The new PET tracers targeting SSTRs are now under evaluation in PGLs and published data are limited to case reports and small series [5056]. 68Ga-DOTATOC and 68Ga-DOTATATE PET/CT has been found to be superior to 123I-MIBG SPECT in some patients with aggressive PGLs probably because of a certain level of functional dedifferentiation [53].

18F-FDOPA PET

Radiopharmaceutical

6-[18F]Fluoro-l-DOPA

18F-FDOPA is commercially available conditioned in a sterile single-dose or multidose solution for intravenous use. The solution is colourless or pale yellow.

Mechanism of cellular uptake

PCCs/PGLs can take up and decarboxylate amino acids such as dihydroxyphenylalanine (DOPA). This property, common to tumours in the APUD system (Amine Precursor Uptake and Decarboxylation), depends on an enzyme, which catalyses the limiting step in the synthesis of catecholamines: l-aromatic amino acid decarboxylase (AADC). DOPA, the precursor of all endogenous catecholamines, is taken up through a neutral amino acid transporter (LAT1/ 4F2hc complex). 18F-FDOPA binds to LAT1 with high affinity and is converted into 18F-FDA by cytosolic AADC, which enters the catecholamine storage vesicles. It has been shown in different cancer models that LAT1 overexpression is essential for amino acid supply and tumour growth.

Pharmacokinetics

After intravenous administration, 18F-FDOPA is specifically trapped by tissues expressing LAT1 and follows the metabolic pathways of l-DOPA. Plasmatic 18F-FDOPA is metabolized by COMT and AAAD. 18F-FDOPA is quickly converted into 18F-dopamine in the proximal renal tubule and other target tissues and eliminated in the urine (50 % within 1 h and the rest within 12 h).

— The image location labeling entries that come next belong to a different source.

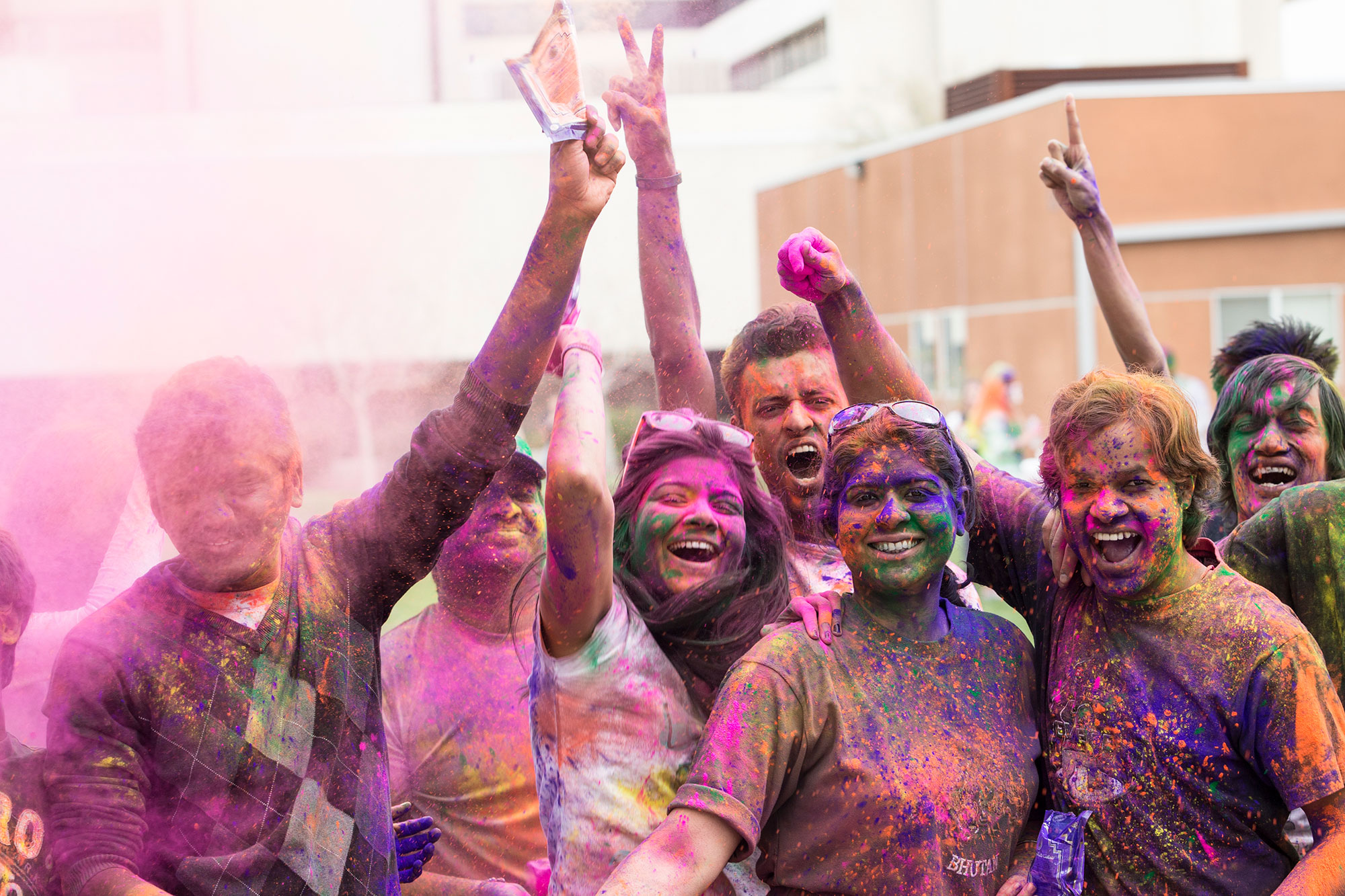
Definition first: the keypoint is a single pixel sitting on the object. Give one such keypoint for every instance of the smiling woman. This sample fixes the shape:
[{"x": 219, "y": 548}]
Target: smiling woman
[
  {"x": 649, "y": 596},
  {"x": 837, "y": 760}
]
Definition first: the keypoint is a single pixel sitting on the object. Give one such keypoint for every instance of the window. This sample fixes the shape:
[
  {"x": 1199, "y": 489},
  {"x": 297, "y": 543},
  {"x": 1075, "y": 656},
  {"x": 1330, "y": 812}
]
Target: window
[
  {"x": 1317, "y": 306},
  {"x": 938, "y": 343}
]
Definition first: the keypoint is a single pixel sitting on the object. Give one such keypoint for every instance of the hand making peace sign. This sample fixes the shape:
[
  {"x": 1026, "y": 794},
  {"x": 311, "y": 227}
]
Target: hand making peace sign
[
  {"x": 640, "y": 104},
  {"x": 1069, "y": 173}
]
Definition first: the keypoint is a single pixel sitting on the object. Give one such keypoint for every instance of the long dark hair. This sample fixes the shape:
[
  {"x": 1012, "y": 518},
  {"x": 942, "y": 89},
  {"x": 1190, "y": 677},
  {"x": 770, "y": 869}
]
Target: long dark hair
[
  {"x": 935, "y": 448},
  {"x": 707, "y": 628}
]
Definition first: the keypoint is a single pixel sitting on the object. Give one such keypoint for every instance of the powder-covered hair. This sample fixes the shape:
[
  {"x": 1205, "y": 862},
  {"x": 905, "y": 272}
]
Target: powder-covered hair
[
  {"x": 1157, "y": 409},
  {"x": 1253, "y": 381},
  {"x": 221, "y": 401},
  {"x": 777, "y": 333},
  {"x": 707, "y": 628},
  {"x": 937, "y": 451},
  {"x": 18, "y": 591},
  {"x": 1284, "y": 337}
]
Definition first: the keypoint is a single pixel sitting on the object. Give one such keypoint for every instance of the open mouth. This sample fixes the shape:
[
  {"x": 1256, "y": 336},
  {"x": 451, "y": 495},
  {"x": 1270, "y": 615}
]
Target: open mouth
[
  {"x": 898, "y": 545},
  {"x": 695, "y": 551},
  {"x": 1116, "y": 546},
  {"x": 1273, "y": 475},
  {"x": 804, "y": 462}
]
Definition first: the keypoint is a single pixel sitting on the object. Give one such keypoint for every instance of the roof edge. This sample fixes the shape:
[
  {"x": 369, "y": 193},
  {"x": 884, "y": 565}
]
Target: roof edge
[{"x": 1048, "y": 96}]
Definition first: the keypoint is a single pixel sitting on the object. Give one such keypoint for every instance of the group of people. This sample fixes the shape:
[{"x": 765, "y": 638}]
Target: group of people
[{"x": 750, "y": 666}]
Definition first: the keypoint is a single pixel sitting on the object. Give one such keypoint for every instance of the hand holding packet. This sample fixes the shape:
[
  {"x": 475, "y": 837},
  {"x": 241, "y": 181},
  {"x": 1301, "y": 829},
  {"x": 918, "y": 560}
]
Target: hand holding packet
[
  {"x": 549, "y": 77},
  {"x": 1059, "y": 866}
]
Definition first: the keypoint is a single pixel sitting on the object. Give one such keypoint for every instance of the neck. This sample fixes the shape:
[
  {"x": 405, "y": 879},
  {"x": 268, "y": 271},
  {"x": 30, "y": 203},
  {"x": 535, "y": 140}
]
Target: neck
[
  {"x": 911, "y": 615},
  {"x": 481, "y": 596}
]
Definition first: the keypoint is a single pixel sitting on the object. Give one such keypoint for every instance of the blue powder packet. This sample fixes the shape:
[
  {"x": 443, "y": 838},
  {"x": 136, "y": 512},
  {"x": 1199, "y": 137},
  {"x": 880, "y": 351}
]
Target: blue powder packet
[{"x": 1059, "y": 866}]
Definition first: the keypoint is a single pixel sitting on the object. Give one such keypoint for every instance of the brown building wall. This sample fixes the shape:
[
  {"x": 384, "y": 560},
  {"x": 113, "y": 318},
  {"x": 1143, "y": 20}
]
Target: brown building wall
[{"x": 962, "y": 220}]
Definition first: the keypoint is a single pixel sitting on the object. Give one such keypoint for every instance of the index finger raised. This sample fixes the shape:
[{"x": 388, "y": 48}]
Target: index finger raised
[
  {"x": 633, "y": 50},
  {"x": 1077, "y": 132},
  {"x": 657, "y": 53}
]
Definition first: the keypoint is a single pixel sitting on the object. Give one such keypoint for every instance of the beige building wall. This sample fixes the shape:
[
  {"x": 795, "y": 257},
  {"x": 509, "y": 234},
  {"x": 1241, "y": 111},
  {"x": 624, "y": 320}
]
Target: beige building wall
[{"x": 954, "y": 221}]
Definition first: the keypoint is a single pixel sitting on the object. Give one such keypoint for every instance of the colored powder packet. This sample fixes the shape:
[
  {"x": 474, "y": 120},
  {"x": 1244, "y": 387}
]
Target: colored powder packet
[
  {"x": 1059, "y": 866},
  {"x": 549, "y": 77}
]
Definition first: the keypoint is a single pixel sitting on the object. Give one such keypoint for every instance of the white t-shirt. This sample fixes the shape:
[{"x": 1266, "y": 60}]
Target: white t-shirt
[{"x": 614, "y": 733}]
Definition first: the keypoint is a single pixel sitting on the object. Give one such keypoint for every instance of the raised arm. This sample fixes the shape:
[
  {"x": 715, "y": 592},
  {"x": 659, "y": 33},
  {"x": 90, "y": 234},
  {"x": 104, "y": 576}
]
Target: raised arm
[
  {"x": 672, "y": 309},
  {"x": 871, "y": 362},
  {"x": 1069, "y": 173},
  {"x": 578, "y": 580},
  {"x": 583, "y": 177},
  {"x": 683, "y": 857}
]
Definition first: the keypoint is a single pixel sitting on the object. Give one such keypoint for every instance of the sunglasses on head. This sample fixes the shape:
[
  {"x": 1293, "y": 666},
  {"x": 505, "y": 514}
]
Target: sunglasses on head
[
  {"x": 917, "y": 412},
  {"x": 679, "y": 421}
]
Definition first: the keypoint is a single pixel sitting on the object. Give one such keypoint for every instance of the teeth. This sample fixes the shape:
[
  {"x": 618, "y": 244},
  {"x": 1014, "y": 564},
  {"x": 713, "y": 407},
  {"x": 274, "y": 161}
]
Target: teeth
[{"x": 695, "y": 545}]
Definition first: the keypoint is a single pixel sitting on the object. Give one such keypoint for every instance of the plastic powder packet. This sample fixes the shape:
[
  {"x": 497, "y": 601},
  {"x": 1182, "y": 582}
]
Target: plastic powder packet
[
  {"x": 1059, "y": 866},
  {"x": 549, "y": 77}
]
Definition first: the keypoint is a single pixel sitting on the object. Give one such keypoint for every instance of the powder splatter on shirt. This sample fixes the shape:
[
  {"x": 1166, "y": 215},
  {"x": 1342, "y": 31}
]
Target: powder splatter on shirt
[
  {"x": 614, "y": 732},
  {"x": 876, "y": 764},
  {"x": 1188, "y": 724},
  {"x": 455, "y": 708}
]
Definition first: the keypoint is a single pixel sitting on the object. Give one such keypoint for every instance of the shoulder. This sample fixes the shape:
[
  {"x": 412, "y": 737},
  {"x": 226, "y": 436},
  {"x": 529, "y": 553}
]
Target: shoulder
[
  {"x": 993, "y": 633},
  {"x": 1249, "y": 612}
]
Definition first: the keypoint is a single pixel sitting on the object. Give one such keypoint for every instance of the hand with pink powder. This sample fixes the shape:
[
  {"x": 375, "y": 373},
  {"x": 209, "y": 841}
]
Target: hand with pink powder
[
  {"x": 579, "y": 339},
  {"x": 640, "y": 104},
  {"x": 812, "y": 268}
]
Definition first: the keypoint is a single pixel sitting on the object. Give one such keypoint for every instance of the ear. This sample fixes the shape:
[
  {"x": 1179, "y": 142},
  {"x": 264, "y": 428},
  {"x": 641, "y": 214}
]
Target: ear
[
  {"x": 297, "y": 483},
  {"x": 10, "y": 626}
]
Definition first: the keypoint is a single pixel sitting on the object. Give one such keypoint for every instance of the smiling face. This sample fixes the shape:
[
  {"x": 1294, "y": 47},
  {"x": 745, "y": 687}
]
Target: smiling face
[
  {"x": 1278, "y": 443},
  {"x": 225, "y": 513},
  {"x": 506, "y": 530},
  {"x": 787, "y": 405},
  {"x": 896, "y": 522},
  {"x": 1124, "y": 516},
  {"x": 689, "y": 526}
]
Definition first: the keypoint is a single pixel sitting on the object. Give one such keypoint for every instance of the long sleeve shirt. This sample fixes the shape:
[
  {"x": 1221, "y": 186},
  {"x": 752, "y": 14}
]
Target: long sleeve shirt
[{"x": 216, "y": 759}]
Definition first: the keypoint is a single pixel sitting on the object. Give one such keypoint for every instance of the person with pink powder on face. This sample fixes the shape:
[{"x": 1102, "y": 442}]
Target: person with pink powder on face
[
  {"x": 779, "y": 373},
  {"x": 649, "y": 594}
]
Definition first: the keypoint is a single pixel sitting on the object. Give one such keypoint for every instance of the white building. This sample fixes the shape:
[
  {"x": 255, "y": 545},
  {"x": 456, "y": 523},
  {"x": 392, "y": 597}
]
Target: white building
[{"x": 306, "y": 181}]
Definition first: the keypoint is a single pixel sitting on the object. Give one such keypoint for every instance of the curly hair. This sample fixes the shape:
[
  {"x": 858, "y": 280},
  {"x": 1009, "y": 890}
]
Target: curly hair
[
  {"x": 213, "y": 403},
  {"x": 777, "y": 333},
  {"x": 707, "y": 628},
  {"x": 938, "y": 451},
  {"x": 1257, "y": 378},
  {"x": 1284, "y": 337},
  {"x": 1153, "y": 405}
]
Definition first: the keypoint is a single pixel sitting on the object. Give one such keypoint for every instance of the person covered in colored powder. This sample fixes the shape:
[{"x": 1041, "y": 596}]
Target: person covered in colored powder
[
  {"x": 26, "y": 862},
  {"x": 1278, "y": 423},
  {"x": 899, "y": 759},
  {"x": 779, "y": 373},
  {"x": 1190, "y": 758},
  {"x": 649, "y": 595},
  {"x": 217, "y": 729},
  {"x": 455, "y": 694}
]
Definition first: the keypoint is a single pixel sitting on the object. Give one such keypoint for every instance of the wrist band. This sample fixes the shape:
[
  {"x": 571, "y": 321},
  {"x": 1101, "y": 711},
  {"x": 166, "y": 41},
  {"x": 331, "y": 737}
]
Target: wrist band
[
  {"x": 580, "y": 346},
  {"x": 658, "y": 184}
]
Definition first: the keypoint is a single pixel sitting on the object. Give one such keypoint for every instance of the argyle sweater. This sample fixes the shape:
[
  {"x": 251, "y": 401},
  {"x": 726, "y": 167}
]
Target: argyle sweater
[{"x": 219, "y": 760}]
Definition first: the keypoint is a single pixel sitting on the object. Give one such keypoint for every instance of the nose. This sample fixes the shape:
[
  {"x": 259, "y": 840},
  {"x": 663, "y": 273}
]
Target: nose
[
  {"x": 797, "y": 419},
  {"x": 1272, "y": 440},
  {"x": 1109, "y": 506},
  {"x": 894, "y": 514}
]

PCC/PGLs take up 18F-FDOPA very quickly. At best, the acquisition for static clinical PET imaging of PCC/PGL with 18F-FDOPA can start at 20 min after injection for maximum uptake in tumours. After this time, a very slight decrease in the tumour SUV starts, which still amounts to 80 % of the maximum value after 132 min [57]. Some authors report using premedication with carbidopa (an AADC inhibitor) to improve central nervous system bioavailability of the tracer and to decrease physiological uptake by the pancreas [58].

Synthesis and quality control

The synthesis of 18F-FDOPA requires up to 4 h and suffers from a low labelling yield of between 11 % and 25 % [59, 60]. 18F-FDOPA can be supplied already labelled in either of two different formulations that conform to the criteria laid down in the European Pharmacopoeia. One is “ready to use”, while the other needs to be extemporaneously neutralized using a bicarbonate buffer kit supplied by the manufacturer. In the second case, the pH needs to be checked and should be kept between 4.0 and 5.0. These two formulations seem to be equivalent, and no additional quality control is needed. Striatum uptake of 18F-FDOPA suggests integrity of the labelled molecule and can be used as a positive control. 18F-FDOPA can also be prepared in-house in accordance with the criteria laid down in the European Pharmacopoeia.”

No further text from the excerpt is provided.